Saudi Arabia’s stock exchange allowed foreign investors to trade shares for the first time on Monday, boosting efforts by the world’s top oil exporter to become a major global capital market.
Foreign banks, brokerage houses, fund managers and insurance companies based outside the Gulf can now invest directly provided they meet the requirements.
The measures “could be seen as the first step in a broader liberalisation” of the economy in a country traditionally cautious about foreign political and economic influence, the Capital Economics research group wrote.
Opening of the Tadawul All-Shares Index (TASI) coincides with falling revenues for the kingdom which, despite efforts at diversification, still counts on oil for more than 90% of public income.
Influx of foreign capital
The International Monetary Fund projects a budget deficit of 20% of gross domestic product for Saudi Arabia in 2015 after global oil prices collapsed over the past year.
At the same time, government spending is forecast to remain strong, leaving it facing a deficit of $130bn, its first shortfall since 2011.

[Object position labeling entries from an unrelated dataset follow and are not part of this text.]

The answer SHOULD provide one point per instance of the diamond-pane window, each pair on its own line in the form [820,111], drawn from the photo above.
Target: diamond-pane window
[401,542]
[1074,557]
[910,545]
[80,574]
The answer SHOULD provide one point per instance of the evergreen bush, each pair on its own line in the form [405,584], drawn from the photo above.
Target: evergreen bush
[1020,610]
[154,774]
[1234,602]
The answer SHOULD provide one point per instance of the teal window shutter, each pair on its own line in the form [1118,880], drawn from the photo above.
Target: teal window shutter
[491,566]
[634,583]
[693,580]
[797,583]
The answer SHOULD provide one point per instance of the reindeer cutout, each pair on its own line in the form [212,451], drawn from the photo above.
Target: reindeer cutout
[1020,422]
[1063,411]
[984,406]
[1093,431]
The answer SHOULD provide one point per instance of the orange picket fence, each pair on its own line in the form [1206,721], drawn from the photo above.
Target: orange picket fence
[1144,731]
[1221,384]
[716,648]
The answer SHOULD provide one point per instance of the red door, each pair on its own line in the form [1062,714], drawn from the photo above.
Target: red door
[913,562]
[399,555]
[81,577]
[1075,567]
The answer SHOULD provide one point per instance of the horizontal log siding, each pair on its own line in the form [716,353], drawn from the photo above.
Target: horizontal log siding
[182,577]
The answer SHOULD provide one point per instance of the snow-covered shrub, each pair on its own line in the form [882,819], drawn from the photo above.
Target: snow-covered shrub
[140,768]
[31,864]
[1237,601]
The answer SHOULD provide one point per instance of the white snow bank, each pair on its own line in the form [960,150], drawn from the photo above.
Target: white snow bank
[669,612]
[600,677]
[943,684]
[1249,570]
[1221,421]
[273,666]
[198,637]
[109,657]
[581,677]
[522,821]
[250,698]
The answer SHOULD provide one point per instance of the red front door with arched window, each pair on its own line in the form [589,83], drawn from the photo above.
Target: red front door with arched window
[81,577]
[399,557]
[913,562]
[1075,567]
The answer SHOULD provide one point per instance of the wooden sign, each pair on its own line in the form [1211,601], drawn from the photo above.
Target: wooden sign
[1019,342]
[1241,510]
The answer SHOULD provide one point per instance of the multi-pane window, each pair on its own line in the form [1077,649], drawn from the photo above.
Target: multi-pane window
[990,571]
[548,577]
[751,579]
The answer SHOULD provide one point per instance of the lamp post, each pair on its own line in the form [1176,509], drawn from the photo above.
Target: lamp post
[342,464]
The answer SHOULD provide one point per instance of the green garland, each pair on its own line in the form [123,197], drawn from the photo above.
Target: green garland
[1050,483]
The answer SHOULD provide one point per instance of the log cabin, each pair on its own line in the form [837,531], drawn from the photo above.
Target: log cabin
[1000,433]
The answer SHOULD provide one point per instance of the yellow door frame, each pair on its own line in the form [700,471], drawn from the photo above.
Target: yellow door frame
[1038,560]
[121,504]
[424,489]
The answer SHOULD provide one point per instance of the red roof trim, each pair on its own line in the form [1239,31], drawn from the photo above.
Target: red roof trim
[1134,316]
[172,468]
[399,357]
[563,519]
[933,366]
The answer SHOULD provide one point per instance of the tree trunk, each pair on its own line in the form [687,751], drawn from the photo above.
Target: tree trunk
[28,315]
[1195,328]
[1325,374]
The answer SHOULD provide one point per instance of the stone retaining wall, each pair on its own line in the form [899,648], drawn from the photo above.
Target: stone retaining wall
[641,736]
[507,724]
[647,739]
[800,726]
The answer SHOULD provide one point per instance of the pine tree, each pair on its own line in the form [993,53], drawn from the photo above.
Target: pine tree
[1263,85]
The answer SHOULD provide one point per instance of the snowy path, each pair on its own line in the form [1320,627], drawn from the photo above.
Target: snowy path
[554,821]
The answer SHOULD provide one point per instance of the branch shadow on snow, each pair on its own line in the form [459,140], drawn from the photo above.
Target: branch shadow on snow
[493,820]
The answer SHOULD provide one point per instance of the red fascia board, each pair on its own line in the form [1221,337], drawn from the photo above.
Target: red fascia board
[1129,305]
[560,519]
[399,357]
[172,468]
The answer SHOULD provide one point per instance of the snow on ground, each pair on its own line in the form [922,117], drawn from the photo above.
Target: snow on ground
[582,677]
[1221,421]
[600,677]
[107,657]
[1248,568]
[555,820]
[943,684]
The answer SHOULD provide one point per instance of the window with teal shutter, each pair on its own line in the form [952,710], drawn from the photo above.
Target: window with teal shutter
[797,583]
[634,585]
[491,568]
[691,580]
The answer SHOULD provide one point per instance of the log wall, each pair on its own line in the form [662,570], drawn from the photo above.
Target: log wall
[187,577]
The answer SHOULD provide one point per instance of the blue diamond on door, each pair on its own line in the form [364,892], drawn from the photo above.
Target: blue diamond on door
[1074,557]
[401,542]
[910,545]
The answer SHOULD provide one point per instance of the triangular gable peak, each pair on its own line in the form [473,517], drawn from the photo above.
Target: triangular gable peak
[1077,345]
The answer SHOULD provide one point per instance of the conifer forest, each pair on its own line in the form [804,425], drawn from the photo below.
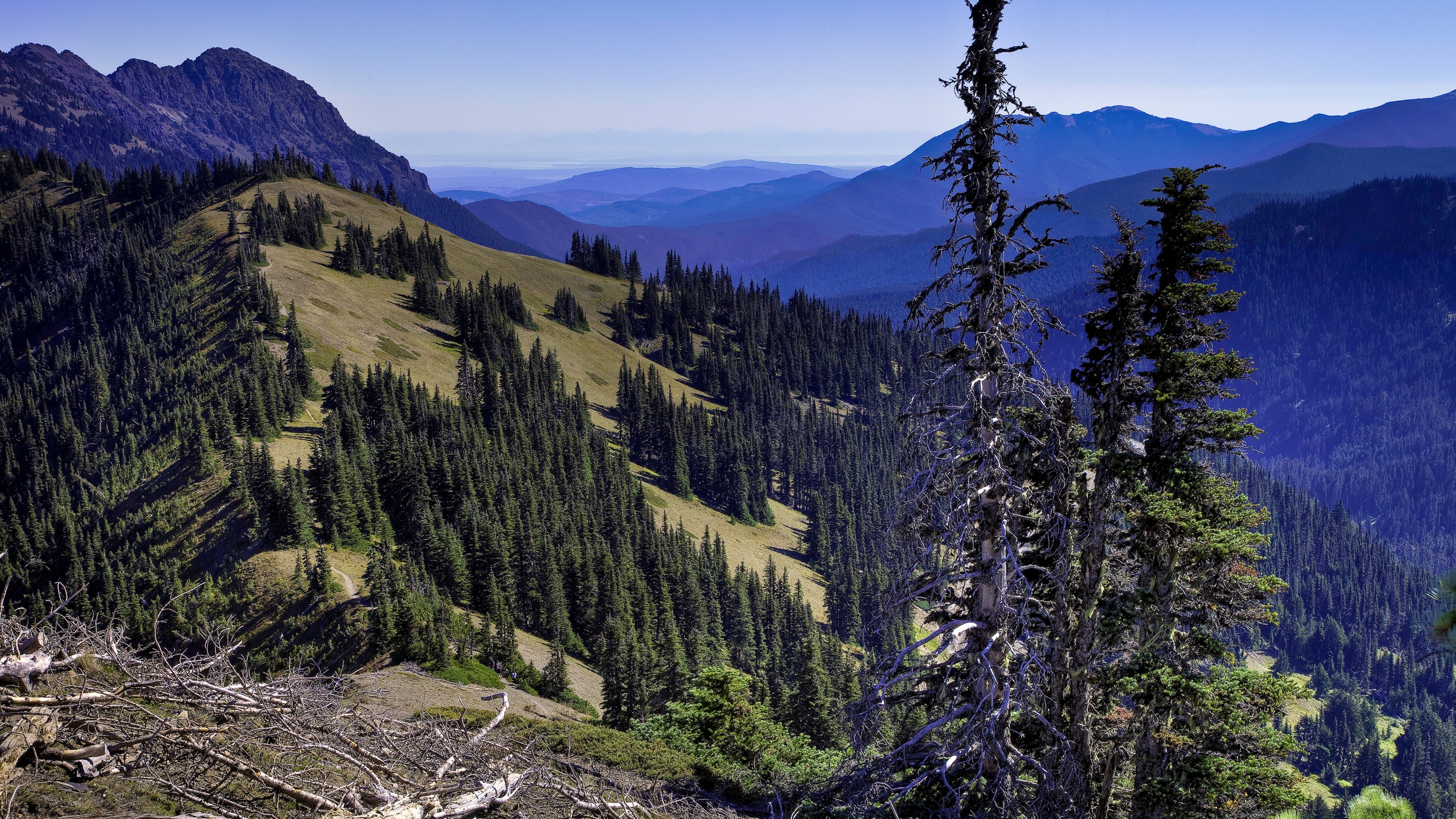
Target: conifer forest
[319,496]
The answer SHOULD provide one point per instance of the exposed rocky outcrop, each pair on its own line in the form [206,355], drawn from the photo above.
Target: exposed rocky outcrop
[223,102]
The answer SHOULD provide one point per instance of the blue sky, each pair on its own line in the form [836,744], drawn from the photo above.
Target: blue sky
[854,81]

Foreign exchange reserves have also dropped with oil prices, to $683bn at the end of April compared with $732bn four months earlier, Jadwa Investment in Riyadh said.
The country now depends on foreign currency to fund domestic spending, meaning “an influx of foreign capital on the back of the stock market opening up would help to plug some of the external shortfall and slow the pace at which Saudi Arabia is drawing down its reserves”, Capital Economics said.